- 2nd Polish Armoured Regiment Patch
- Active: 29 January 1940 – 25 June 1940 13 November 1942 – May 1945
- Country: Poland
- Role: Armoured warfare
- Engagements: World War II Battle of France; Normandy Campaign;

= 2nd Armoured Regiment (Poland) =

1940–1945 combat formation of the Polish Army

Poland raised the 2nd Polish Armoured Regiment in France on 29 January 1940 as the 2nd Tank Battalion and fought under this title in the French campaign of 1940. Members of the regiment reformed in Scotland on 13 November 1942 after the fall of France adopting the designation of 2nd Armoured Regiment.
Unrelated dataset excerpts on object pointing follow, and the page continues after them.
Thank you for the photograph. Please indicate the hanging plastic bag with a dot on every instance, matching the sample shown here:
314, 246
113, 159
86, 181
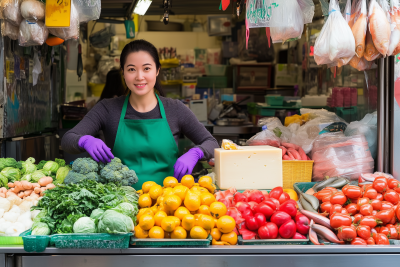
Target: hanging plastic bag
295, 23
8, 29
379, 27
12, 12
32, 33
335, 42
71, 32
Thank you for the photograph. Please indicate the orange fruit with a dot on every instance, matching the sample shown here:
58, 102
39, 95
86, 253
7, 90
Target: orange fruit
146, 222
144, 201
187, 181
147, 185
230, 238
180, 212
226, 224
168, 224
217, 209
179, 233
172, 202
207, 199
158, 217
140, 233
198, 233
204, 209
188, 222
170, 182
156, 232
216, 234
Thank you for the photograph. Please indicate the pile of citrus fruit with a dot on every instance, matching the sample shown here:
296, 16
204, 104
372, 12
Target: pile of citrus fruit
183, 210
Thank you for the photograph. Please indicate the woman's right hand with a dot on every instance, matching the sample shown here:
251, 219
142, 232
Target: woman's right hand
96, 148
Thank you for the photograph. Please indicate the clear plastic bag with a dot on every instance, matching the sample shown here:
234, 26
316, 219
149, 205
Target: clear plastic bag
12, 11
294, 25
334, 154
8, 29
335, 42
88, 9
32, 33
33, 10
368, 127
71, 32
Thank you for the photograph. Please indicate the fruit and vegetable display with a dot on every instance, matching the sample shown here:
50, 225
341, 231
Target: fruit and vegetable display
184, 210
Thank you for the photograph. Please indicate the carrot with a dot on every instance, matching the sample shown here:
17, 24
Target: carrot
45, 181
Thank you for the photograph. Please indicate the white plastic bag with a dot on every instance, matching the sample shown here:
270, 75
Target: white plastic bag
12, 12
8, 29
32, 33
335, 42
295, 23
33, 10
71, 32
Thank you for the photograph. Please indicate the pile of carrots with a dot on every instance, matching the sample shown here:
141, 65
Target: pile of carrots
24, 189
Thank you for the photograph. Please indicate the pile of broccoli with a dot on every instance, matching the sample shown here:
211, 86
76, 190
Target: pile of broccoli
113, 172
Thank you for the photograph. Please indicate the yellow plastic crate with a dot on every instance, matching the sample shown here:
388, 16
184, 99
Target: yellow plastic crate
296, 171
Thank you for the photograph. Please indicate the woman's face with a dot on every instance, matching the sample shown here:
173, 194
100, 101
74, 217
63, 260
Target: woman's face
140, 73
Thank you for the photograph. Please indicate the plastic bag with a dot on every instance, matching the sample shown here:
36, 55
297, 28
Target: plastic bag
335, 41
334, 154
12, 12
71, 32
379, 27
32, 33
33, 10
8, 29
368, 127
295, 23
88, 9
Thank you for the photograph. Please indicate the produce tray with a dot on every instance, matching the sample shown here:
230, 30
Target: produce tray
259, 242
93, 241
170, 243
34, 243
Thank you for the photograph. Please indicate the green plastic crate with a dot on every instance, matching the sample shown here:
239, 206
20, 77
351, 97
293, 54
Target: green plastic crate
93, 241
171, 243
34, 243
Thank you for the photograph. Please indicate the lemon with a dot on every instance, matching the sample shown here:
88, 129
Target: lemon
156, 232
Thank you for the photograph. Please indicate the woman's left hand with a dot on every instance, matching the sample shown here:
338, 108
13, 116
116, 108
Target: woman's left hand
185, 164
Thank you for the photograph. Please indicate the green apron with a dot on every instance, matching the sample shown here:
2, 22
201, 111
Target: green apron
146, 146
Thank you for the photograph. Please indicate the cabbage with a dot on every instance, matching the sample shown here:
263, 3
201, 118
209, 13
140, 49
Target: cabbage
113, 222
61, 174
12, 174
36, 176
40, 229
84, 225
50, 167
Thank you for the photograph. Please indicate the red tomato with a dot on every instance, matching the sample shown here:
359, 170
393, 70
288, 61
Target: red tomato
385, 215
338, 198
370, 193
364, 231
376, 204
358, 241
353, 192
391, 196
340, 219
379, 185
352, 209
366, 209
362, 201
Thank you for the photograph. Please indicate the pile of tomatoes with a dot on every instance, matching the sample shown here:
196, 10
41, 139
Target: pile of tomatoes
365, 214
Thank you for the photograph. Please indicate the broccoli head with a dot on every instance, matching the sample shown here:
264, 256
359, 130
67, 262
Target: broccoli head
85, 165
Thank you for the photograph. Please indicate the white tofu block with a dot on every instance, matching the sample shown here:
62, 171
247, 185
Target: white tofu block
251, 167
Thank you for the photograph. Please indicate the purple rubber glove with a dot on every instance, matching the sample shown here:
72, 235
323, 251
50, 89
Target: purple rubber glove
96, 148
185, 164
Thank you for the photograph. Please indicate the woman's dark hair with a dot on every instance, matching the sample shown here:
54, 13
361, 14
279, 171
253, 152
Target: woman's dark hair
142, 45
114, 85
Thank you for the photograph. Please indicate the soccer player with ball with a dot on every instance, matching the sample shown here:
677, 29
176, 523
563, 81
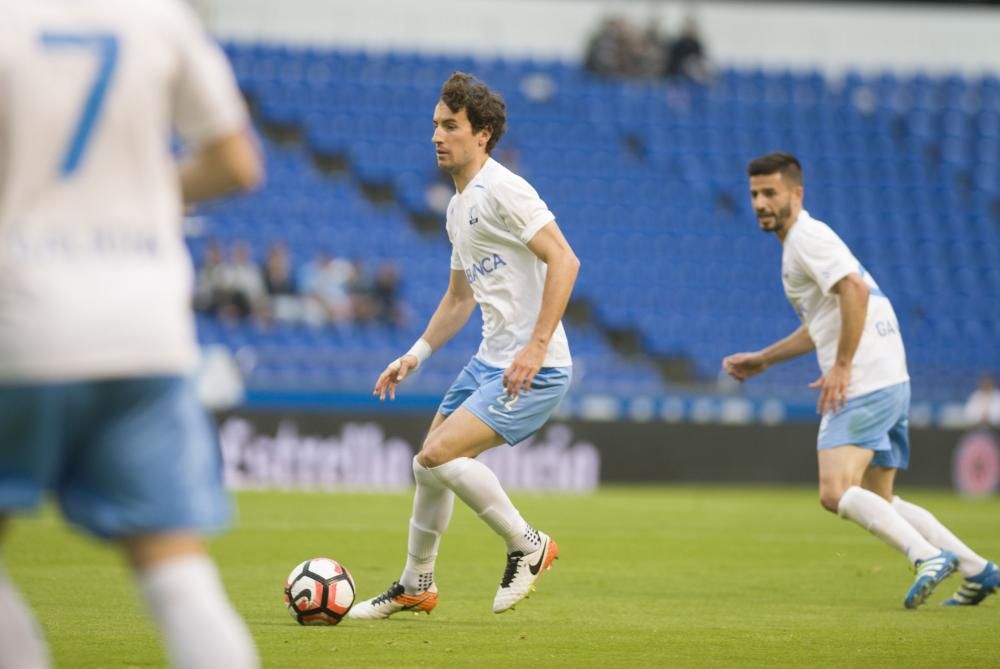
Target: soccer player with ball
510, 258
864, 389
96, 332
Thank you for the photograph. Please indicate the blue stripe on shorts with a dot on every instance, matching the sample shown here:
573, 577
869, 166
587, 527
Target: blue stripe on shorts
878, 421
123, 456
479, 388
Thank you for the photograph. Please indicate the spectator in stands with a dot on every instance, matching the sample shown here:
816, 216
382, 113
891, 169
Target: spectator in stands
983, 406
326, 287
284, 303
687, 58
386, 305
360, 287
609, 51
243, 292
652, 51
210, 281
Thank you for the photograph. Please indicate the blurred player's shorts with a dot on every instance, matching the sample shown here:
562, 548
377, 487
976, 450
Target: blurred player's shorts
878, 421
479, 388
123, 456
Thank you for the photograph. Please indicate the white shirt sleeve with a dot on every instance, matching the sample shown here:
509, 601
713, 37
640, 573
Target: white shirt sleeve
521, 210
824, 256
207, 101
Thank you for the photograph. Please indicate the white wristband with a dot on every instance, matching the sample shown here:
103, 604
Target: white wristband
420, 350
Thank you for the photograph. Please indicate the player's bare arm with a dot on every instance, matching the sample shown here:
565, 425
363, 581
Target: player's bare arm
227, 164
742, 366
551, 247
451, 315
853, 293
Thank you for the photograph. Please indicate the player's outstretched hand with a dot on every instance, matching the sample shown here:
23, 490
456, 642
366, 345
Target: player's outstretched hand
521, 373
833, 390
394, 375
741, 366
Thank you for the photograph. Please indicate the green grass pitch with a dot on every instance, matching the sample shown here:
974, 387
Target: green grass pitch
649, 577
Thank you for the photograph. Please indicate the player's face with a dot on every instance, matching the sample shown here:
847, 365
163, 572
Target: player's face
774, 201
456, 145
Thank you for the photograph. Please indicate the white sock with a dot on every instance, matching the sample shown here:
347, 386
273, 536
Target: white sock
432, 507
876, 515
478, 486
969, 562
21, 642
200, 626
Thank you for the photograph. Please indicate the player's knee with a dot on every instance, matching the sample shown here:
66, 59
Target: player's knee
434, 452
829, 497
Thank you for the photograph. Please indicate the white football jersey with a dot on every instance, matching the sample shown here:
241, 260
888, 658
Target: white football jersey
490, 224
814, 258
95, 280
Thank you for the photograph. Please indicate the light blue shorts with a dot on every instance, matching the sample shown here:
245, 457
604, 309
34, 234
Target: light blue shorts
479, 388
878, 421
122, 456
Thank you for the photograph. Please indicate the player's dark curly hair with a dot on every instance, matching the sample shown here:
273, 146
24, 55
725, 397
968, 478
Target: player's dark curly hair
485, 108
777, 162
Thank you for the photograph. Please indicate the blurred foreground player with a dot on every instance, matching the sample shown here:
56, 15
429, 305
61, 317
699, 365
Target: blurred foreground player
864, 388
96, 333
508, 256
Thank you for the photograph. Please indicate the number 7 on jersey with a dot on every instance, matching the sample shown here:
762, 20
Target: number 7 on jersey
105, 46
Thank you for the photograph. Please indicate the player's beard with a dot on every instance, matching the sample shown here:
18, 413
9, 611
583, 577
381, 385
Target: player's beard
781, 218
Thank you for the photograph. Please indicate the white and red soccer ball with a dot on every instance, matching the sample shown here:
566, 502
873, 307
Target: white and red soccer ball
319, 591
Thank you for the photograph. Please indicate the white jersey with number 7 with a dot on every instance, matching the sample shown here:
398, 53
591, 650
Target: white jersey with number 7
95, 279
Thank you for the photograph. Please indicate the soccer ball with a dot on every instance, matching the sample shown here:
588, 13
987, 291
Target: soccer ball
319, 592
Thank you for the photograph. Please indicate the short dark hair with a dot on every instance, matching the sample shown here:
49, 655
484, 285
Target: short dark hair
777, 162
485, 108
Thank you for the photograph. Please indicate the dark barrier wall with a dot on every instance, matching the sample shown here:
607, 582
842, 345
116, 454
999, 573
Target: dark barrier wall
282, 449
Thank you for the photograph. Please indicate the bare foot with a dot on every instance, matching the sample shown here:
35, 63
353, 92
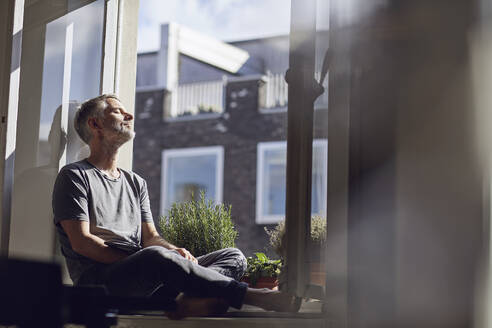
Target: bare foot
197, 307
272, 300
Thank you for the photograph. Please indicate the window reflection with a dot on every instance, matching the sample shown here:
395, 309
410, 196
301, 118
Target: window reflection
61, 67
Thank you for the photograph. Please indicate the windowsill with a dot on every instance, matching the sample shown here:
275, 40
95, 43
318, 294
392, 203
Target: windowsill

The reconstituted unit returned to France in late July 1944 as a part of the 10th Armoured Cavalry Brigade, 1st (Polish) Armoured Division. . Its most memorable action in Normandy being it first, one fought at Saint-Aignan on 8 August 1944; a battle which is still commemorated annually by the regiment.

Following the Normandy campaign the unit saw action in Belgium, the Netherlands and Germany. The cease-fire in May 1945 found them in northwestern Germany.

Today the traditions of the regiment are continued by the modern 10th (Polish) Armoured Brigade stationed in Świętoszów, Poland.